A second amicus brief was filed by the National Veterans Legal Services Program. NVLSP makes three arguments: that the “Veterans Court’s commonality determination rested on its misinterpretation of the unreasonable delay standard to require the court to examine the VA’s reason for the delay”; that the Veterans Court “misinterpreted the commonality requirement” of Rule 23(a); and that the Veterans Court’s decision “is contrary to important public policies favoring access to class actions to remedy the VA’s systemic delay.”

The third amicus brief was filed by two former general counsels of the VA, Will A. Gunn and Mary Lou Keener. They maintain that “[t]he CAVC decision formally rested on a strained reading of the commonality requirement of Rule 23, but it seems to have been driven by the four judges’ views of the manageability of the proposed class.” In their view, however, “profound litigation-management difficulties are presented by the huge backlog of veterans’ appeals—not by a proposed class that would help clear that backlog.”

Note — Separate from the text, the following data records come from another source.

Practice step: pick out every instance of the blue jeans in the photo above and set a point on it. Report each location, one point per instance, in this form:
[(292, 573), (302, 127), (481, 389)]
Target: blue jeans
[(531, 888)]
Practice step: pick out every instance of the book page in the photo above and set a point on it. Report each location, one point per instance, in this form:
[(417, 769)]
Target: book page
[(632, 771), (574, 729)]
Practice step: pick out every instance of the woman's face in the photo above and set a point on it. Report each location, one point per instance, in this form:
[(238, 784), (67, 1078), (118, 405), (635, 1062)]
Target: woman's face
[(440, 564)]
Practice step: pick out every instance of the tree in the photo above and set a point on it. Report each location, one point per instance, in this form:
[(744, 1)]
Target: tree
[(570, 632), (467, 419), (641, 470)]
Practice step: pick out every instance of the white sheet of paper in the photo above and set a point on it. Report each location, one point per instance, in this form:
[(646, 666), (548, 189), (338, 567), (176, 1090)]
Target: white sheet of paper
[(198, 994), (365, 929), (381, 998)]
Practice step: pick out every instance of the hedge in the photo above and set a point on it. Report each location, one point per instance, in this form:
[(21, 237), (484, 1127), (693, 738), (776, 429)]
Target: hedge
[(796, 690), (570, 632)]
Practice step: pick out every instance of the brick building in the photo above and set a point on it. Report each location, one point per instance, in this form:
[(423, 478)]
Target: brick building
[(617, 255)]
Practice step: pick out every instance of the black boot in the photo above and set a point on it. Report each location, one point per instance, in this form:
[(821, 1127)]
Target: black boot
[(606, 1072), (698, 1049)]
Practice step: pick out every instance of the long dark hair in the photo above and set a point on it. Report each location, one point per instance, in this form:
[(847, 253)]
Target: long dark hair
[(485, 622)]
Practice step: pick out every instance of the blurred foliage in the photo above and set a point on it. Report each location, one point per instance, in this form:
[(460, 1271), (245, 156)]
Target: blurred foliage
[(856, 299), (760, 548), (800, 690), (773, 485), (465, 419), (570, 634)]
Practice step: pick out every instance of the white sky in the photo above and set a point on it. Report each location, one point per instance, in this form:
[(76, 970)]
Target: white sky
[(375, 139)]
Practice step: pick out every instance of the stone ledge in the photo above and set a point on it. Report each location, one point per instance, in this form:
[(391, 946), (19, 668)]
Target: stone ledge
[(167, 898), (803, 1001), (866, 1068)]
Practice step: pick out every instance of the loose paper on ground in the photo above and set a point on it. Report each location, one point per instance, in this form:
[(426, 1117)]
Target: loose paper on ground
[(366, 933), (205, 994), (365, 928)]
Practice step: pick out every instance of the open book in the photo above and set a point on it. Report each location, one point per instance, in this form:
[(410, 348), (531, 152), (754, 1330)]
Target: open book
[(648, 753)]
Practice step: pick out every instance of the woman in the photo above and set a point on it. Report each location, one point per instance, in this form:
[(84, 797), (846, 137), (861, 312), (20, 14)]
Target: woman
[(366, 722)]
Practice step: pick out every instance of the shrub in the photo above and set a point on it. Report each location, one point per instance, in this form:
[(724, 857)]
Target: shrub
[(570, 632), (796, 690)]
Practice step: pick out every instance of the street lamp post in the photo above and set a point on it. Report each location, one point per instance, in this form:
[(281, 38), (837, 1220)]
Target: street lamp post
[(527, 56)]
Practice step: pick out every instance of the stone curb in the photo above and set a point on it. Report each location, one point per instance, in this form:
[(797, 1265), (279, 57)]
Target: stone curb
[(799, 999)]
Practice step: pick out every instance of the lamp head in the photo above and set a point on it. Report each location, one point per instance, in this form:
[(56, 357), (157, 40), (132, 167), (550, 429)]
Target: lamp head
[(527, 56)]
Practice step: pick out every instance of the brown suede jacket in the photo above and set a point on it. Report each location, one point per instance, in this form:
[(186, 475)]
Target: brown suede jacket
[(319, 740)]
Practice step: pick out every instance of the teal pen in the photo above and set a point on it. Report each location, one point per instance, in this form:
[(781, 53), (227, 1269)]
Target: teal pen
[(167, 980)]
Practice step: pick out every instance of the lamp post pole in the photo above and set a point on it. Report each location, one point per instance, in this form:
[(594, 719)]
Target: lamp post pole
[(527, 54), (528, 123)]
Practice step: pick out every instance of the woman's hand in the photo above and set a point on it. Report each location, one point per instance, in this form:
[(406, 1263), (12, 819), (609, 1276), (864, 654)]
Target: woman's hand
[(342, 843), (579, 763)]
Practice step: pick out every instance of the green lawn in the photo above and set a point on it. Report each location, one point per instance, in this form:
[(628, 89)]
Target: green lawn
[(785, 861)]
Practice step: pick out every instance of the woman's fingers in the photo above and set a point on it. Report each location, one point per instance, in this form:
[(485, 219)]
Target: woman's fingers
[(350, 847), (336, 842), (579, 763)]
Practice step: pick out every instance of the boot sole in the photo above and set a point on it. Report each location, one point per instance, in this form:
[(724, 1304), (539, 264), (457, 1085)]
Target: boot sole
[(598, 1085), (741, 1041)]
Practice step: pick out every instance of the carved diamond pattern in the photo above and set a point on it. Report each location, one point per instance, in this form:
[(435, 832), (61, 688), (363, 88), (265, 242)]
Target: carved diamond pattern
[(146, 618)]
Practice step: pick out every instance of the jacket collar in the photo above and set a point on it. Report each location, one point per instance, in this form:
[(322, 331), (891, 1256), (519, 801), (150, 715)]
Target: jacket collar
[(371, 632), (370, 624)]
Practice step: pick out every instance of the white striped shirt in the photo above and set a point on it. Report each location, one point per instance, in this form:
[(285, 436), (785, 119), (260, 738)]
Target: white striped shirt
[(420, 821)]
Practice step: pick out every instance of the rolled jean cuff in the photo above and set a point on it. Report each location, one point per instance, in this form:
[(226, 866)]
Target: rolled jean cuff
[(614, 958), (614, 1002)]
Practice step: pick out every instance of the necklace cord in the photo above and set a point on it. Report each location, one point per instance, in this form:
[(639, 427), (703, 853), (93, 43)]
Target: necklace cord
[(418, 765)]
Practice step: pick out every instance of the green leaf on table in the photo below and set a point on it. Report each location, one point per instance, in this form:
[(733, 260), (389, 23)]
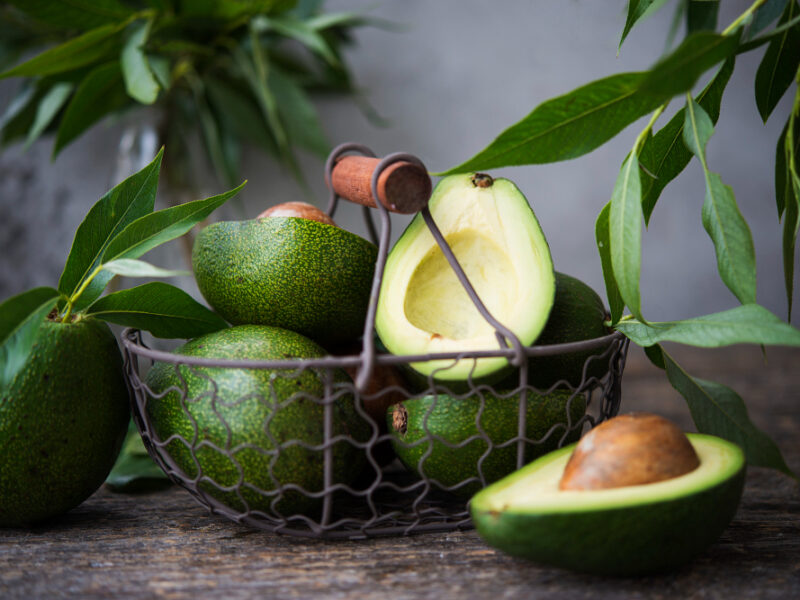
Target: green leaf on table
[(118, 208), (567, 126), (679, 71), (664, 155), (20, 319), (602, 237), (718, 410), (160, 308), (101, 92), (733, 241), (96, 45), (140, 83), (745, 324), (625, 231), (778, 65)]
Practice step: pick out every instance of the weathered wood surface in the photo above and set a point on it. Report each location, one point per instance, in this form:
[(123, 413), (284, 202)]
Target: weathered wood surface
[(165, 545)]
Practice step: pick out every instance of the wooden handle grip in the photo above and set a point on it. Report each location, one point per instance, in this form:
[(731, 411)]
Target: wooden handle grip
[(403, 187)]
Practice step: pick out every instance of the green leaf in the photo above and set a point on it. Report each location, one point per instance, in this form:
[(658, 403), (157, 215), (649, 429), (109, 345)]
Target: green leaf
[(118, 208), (567, 126), (20, 319), (664, 155), (718, 410), (625, 230), (779, 65), (140, 82), (602, 237), (159, 227), (93, 46), (745, 324), (160, 308), (679, 71), (100, 93)]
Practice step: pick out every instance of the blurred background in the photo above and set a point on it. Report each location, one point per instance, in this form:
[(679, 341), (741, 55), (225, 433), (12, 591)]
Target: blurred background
[(445, 81)]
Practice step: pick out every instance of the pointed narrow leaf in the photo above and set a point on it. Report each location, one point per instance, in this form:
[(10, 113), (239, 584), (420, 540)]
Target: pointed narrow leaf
[(779, 64), (159, 227), (718, 410), (160, 308), (746, 324), (118, 208), (625, 228), (20, 319), (602, 237), (567, 126)]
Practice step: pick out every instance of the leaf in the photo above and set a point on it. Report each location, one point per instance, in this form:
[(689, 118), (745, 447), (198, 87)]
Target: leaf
[(130, 267), (118, 208), (602, 237), (159, 227), (718, 410), (20, 319), (745, 324), (679, 71), (140, 82), (625, 230), (664, 155), (100, 93), (160, 308), (93, 46), (567, 126)]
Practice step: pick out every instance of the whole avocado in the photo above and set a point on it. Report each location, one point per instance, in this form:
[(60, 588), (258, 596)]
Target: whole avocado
[(62, 421), (257, 430)]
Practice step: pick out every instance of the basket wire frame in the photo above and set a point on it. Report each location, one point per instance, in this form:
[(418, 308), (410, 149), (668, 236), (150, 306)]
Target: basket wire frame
[(385, 499)]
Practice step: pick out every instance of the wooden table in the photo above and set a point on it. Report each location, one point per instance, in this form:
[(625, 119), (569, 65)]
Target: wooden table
[(165, 545)]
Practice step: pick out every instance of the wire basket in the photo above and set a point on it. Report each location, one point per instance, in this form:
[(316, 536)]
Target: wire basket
[(408, 472)]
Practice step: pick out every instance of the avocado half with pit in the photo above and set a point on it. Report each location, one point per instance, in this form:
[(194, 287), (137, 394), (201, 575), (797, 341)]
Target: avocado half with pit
[(626, 530), (423, 307)]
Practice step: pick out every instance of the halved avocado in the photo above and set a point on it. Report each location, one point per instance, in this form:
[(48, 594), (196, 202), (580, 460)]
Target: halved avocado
[(494, 234), (621, 531)]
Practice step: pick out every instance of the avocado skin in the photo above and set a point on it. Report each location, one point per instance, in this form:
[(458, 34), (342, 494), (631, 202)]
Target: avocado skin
[(631, 540), (453, 419), (244, 419), (62, 422), (287, 272)]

The fourth and final amicus brief was filed by the National Law School Veterans Clinic Consortium. The Consortium’s brief “first focuses on the history and purpose of subsection (b)(2) of Rule 23,” which the Consortium contends “was specifically added in 1966 to facilitate class actions where systemic failures are at issue.” Then, the brief discusses “key tenets in federal veterans benefits law” that the Consortium believes “should inform and guide the fact finder (here, the Veterans Court) in determining whether Rule 23 elements are met.” Finally, the brief argues that “other procedures, including precedential opinions, do not provide the relief our nation’s veterans need and deserve.”